En su escrito hace una distinción muy clara entre
los herejes, a quienes llama «desertores o falsificadores del credo» y, en
consecuencia, carecen de verdaderos sacramentos y de culto, y los cismáticos,
que son «cristianos rebeldes con verdaderos sacramentos derivados de una fuente
común». Si bien el autor se muestra de acuerdo con Parmenio en que la Iglesia
es una sola, hace hincapié en que uno de sus distintivos esenciales es la
universalidad o, por extensión, su catolicidad.
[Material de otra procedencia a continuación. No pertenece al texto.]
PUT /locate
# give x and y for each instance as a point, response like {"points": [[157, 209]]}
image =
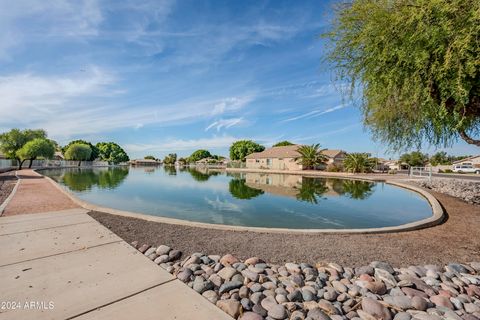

Se pregunta cómo pueden
asegurar los donatistas que ellos son la Iglesia, si están agrupados en un
aislado rincón del África y en una pequeña colonia en Roma. Sostiene que otra
de las prerrogativas de la Iglesia es la silla de «San Pedro, que está en
nuestro poder». «Pedro, dice, fue el primero en sentarse sobre esa silla y a él
le sucedió Lino». A continuación, da una lista (incorrecta) de los papas, desde
los primeros tiempos hasta san Siricio, el pontífice reinante por entonces,
«con el cual estamos unidos, nosotros y el mundo». «Fue a Pedro, dice más
adelante, a quien dijo Jesucristo: 'Yo te daré las llaves del Reino de los
cielos y las puertas del infierno no prevalecerán contra ti'. ¿Con qué derecho
reclamáis vosotros esas llaves, vosotros los que pretendéis luchar contra la
silla de Pedro? No podréis negar que la silla episcopal se le dio a Pedro
originalmente, en la ciudad de Roma; que él fue el primero en ocuparla como
cabeza de los Apóstoles; que su silla es única y que la unidad se mantiene
mediante la unión con ella; que los otros apóstoles no pensaron en establecer
sedes rivales y que sólo los cismáticos se han atrevido a hacer semejante
cosa». A las enseñanzas de los donatistas, opuso la doctrina católica, donde se
afirma la santidad de los sacramentos por sí mismos, ya que su esencia no
depende del carácter de las personas que los administran.
Respecto a las relaciones entre la Iglesia y el
Estado, indica que éste no se encuentra en aquélla, sino que la Iglesia está en
el Estado (es decir en el Imperio Romano). Al abordar el tema del pecado
original y la necesidad del bautismo regenerador, alude a los exorcismos y a la
unción que se realizan en el bautismo. También describe las ceremonias de la
misa, a la que alude corno sacrificio, menciona las penitencias que la Iglesia
proponía en su tiempo y la veneración tributada a las reliquias.
Nada más se sabe sobre la historia de san Optato; aún
vivía en el año 384, pero la fecha de su muerte no se registró. El Card.
Baronio agregó su nombre al Martirologio Romano.